Aplicativos alternativos – Também adoro o fato de não estar preso a uma única loja de aplicativos. Graças a generosidade da Amazon, por exemplo, consigo um app Android gratuito interessante quase todo dia. Posso facilmente trabalhar com desenvolvedores para testar novos aplicativos. Há um lado negativo nisso? Claro: há muito mais softwares maliciosos por aí; você precisa saber o que está instalando e de onde esse app vem. Uma loja controlada pode ser ótima se cortas os itens perigosos, mas acho que os benefícios da flexibilidade do Android superam os riscos. Infelizmente, algumas fabricantes de aparelhos Android proíbem os usuários de aproveitarem esse recurso.

Telefones enormes – Essa é uma das coisas que não gosto no Android. Para mim, um telefone com uma tela realmente grande compromete a experiência de uso e ainda fica longe da experiência de usar um tablet. Mas apesar de saber que nunca usaria um telefone maior que meu bolso, você não pode chamar isso de uma falha real do Android. Isso é porque eu não sou todo mundo; algumas pessoas vão adorar essas telas grandes (e talvez elas tenham bolsos maiores que eu). E isso acontece também porque grandes telefones não representam todo o universo Android; os aparelhos da plataforma estão disponíveis em uma variedade de tamanhos, e como discuto abaixo, alguns são pequenos o bastante para serem usados.
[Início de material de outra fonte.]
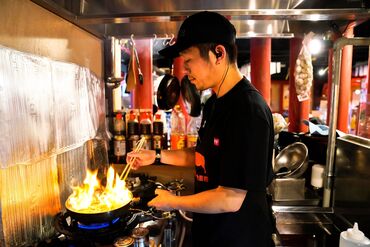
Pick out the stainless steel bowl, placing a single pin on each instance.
(292, 161)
Teclados e canetas como aparelhos de entrada de informações – Não quero uma caneta stylus como meio de entrada (input) principal, apesar de poder ser algo útil para tomar notas. Também prefiro teclados touch-screen a pequenos teclados físicos. Mas novamente, não sou todo mundo, e algumas pessoas parecem muito empolgadas em terem um teclado em seus telefones. De qualquer forma, é bom ver um ecossistema próspero que está tentando de várias formas. Seja um aparelho baseado em teclado da Motorola ou de 5” integrados com caneta da Samsung, provavelmente há um Android que é o certo para suas necessidades.

Opções geek – Você pode fazer algumas coisas bem selvagens com o Android, como hackear uma nova versão do sistema operacional para o seu aparelho mesmo que sua operadora ou fabricante não tenha suporte para isso. E as companhias de aparelhos também fizeram algumas coisas excêntricas. (No verdadeiro espírito Android, a versão Honeycomb do sistema para tablets já foi portada.) Você pode comprar um acessório de vestir no pulso para o MotoActv, mas o WIMM One da WIMM Labs é feito especialmente para levar o Android para o seu pulso como um relógio “ultra-conectado” que começa a cumprir a promessa de aparelhos de computação utilizáveis. Então há o Kindle Fire, da Amazon, que pode muito bem se transformar no tablet Android mais famoso do mercado, mesmo com seus usuários provavelmente não tendo ideia de que esse é um aparelho com Android para começo de conversa (ele usa um sistema baseado na plataforma). Tudo isso sugere um nível básico enraizado de “nerdice” que eu gosto e que poderia abrir a porta ao longo do ano para muitos aparelhos que simplesmente não existiriam sem o Android.

O Android não é perfeito: não lida com armazenamento externo de uma forma unificada correta, o suporte para o Microsoft Exchange é falho, e existem grandes problemas com a fragmentação da plataforma que significam que nem todos os apps e serviços rodarão em um determinado aparelho. Dito isso, o Android preencheu uma parte importante da vida “pós-PC”, entregando uma experiência que o Linux tentou e falhou em alcançar nos dias em que o PC definia a computação pessoal.